In order to stop continual system crashes caused by this issue, System 6 and earlier running on a 68020 or a 68030 would force the machine into 24-bit mode, and would only recognize and address the first 8 megabytes of RAM, an obvious flaw in machines whose hardware was wired to accept up to 128 MB RAM – and whose product literature advertised this capability. With System 7, the Mac system software was finally made 32-bit clean, but there were still the problem of dirty ROMs. The problem was that the decision to use 24-bit or 32-bit addressing has to be made very early in the boot process, when the ROM routines initialized the Memory Manager to set up a basic Mac environment where NuBus ROMs and disk drivers are loaded and executed. Older ROMs did not have any 32-bit Memory Manager support and so was not possible to boot into 32-bit mode. Surprisingly, the first solution to this flaw was published by software utility company Connectix, whose 1991 product MODE32 reinitialized the Memory Manager and repeated early parts of the Mac boot process, allowing the system to boot into 32-bit mode and enabling the use of all the RAM in the machine. Apple licensed the software from Connectix later in 1991 and distributed it for free. The Macintosh IIci and later Motorola based Macintosh computers had 32-bit clean ROMs. (Even later models were based on the 64-bit AIM PowerPC processor and using New World ROM. The most recent models use 32-bit Intel x86-686 or 64-bit Intel x86-64 processors, connected to an EFI.)
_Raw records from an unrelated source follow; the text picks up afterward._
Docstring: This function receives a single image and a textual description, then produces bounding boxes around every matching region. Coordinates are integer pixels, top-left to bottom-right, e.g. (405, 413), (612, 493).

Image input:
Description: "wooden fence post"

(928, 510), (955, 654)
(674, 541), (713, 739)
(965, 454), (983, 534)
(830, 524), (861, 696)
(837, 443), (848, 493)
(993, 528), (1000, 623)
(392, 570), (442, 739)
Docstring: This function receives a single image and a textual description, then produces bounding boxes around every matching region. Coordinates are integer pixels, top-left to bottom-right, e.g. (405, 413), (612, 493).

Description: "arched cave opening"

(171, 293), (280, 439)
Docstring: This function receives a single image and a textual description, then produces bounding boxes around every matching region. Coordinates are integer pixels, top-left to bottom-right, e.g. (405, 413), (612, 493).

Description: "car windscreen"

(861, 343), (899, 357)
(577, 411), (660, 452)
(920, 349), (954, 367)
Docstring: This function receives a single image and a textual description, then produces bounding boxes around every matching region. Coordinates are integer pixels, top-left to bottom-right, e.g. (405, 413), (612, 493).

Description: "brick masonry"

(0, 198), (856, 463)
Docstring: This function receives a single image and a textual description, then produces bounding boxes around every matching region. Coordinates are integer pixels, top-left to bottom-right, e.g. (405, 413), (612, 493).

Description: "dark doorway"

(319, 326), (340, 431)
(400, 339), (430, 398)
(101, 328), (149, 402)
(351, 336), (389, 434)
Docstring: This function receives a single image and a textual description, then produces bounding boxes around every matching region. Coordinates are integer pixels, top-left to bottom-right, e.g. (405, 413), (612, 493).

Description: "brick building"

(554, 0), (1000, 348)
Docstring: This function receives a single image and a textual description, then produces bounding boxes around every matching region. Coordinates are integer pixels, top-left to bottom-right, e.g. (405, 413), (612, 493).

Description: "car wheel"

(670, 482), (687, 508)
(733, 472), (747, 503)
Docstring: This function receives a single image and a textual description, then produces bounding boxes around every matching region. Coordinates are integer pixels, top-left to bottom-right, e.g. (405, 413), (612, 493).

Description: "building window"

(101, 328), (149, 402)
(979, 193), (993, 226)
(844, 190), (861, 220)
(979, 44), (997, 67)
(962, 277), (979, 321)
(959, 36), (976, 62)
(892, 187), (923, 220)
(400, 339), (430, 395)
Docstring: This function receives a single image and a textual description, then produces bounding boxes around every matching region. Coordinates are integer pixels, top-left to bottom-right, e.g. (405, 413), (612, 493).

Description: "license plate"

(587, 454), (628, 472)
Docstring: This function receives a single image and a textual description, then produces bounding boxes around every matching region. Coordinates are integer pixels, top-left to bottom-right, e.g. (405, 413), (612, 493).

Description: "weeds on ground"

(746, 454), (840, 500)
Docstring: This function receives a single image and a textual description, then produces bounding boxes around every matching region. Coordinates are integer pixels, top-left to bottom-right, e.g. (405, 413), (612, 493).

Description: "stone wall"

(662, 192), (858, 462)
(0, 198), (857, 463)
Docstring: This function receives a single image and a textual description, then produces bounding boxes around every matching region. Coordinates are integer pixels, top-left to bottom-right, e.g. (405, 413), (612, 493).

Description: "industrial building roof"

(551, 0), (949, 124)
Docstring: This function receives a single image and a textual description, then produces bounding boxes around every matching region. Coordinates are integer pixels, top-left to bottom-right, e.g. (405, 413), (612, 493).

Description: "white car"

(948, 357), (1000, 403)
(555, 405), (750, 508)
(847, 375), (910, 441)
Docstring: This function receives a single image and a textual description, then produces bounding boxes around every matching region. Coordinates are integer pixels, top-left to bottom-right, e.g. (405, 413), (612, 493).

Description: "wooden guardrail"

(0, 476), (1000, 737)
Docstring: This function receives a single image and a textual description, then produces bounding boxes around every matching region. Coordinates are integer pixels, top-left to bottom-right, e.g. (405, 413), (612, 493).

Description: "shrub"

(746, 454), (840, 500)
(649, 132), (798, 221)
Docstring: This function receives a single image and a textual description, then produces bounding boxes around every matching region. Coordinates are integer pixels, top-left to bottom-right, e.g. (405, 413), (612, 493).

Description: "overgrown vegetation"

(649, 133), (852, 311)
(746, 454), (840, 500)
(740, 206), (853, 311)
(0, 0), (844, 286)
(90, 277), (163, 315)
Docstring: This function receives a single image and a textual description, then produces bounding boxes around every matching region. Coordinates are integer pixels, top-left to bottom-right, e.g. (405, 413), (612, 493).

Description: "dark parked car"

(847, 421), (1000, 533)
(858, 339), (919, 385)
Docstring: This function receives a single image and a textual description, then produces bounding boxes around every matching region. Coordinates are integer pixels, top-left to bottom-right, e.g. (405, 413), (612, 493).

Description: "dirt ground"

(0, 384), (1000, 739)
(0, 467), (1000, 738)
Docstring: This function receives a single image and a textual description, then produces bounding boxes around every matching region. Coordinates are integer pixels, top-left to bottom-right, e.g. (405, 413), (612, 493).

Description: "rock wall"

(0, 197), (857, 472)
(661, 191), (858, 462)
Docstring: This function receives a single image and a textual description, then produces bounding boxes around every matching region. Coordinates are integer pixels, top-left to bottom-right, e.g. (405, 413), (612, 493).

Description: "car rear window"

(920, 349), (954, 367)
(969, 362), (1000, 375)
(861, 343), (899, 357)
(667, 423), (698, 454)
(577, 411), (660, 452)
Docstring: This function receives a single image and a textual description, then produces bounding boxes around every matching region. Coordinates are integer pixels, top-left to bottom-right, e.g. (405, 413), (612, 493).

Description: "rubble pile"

However it was quite a while before applications were updated to remove all 24-bit dependencies, and System 7 provided a way to switch back to 24-bit mode if application incompatibilities were found. By the time of migration to the PowerPC and System 7.1.2, 32-bit cleanliness was mandatory for creating native applications and even later Motorola 68040 based Macs could not support 24-bit mode.
The rise of object-oriented languages for programming the Mac – first Object Pascal, then later C++ – also caused problems for the memory model adopted. At first, it would seem natural that objects would be implemented via handles, to gain the advantage of being relocatable. However, these languages, as they were originally designed, used pointers for objects, which would lead to fragmentation issues. A solution, implemented by the THINK (later Symantec) compilers, was to use Handles internally for objects, but use a pointer syntax to access them. This seemed a good idea at first, but soon deep problems emerged, since programmers could not tell whether they were dealing with a relocatable or fixed block, and so had no way to know whether to take on the task of locking objects or not. Needless to say this led to huge numbers of bugs and problems with these early object implementations. Later compilers did not attempt to do this, but used real pointers, often implementing their own memory allocation schemes to work around the Mac OS memory model.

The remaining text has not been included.